Now we can find out where Greg Lindberg has donated his money. The first CTE picks out the payer records for Greg Lindberg and the second finds his total donations to each committee. Finally, we join the total donations results with the committees table to get the committee names (and pick out the top 10).
WITH
greg_lindberg AS (
SELECT
payer_id,
org_name,
profession,
employers_name,
address_lookup
FROM receipts_payer
WHERE (
UPPER(org_name) LIKE 'GREG%LINDBERG%'
)
),
greg_lindberg_donations AS (
SELECT sboe_id, SUM(amount) AS total
FROM receipts
INNER JOIN greg_lindberg USING (payer_id)
GROUP BY sboe_id
)
SELECT
greg_lindberg_donations.sboe_id,
committees.committee_name,
greg_lindberg_donations.total
FROM greg_lindberg_donations
LEFT JOIN committees USING (sboe_id)
ORDER BY total DESC
LIMIT 10| SBOE ID | Committee Name | Total Donations |
|---|---|---|
| STA-C4184N-C-001 | NC Republican Party | $1,490,000 |
| STA-P0J4M6-C-001 | NC REP COUNCIL OF STATE COMMITTEE-DONT USE | $1,416,000 |
| STA-25CP77-C-001 | TRUTH AND PROSPERITY INC | $1,000,000 |
| STA-C3839N-C-001 | North Carolina Democratic Party - State | $500,000 |
| STA-90G81R-C-001 | NORTH CAROLINA OPPORTUNITY COMMITTEE | $450,000 |
| STA-C4207N-C-001 | CHATHAM COUNTY REC | $100,000 |
| STA-N4PW5W-C-001 | The Goodwin Committee | $9,970 |
| 133-3309X1-C-001 | FARAD ALI FOR MAYOR | $5,200 |
| STA-C0808N-C-002 | BRENT JACKSON FOR NC SENATE | $5,200 |
| STA-C1649N-C-001 | DAVID LEWIS FOR NC HOUSE | $5,200 |
And now, also because I’m curious, here is a plot showing Lindberg’s donations over time.
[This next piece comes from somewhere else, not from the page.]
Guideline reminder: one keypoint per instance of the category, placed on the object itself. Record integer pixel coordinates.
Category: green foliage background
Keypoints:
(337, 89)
Things went south for Lindberg early in 2019, so it’s unsurprising that his donations have dropped off after 2018.
WITH
greg_lindberg AS (
SELECT
payer_id,
org_name,
profession,
employers_name,
address_lookup
FROM receipts_payer
WHERE (
UPPER(org_name) LIKE 'GREG%LINDBERG%'
)
)
SELECT YEAR(occur_date) AS year, SUM(amount) AS total
FROM receipts
INNER JOIN greg_lindberg USING (payer_id)
GROUP BY year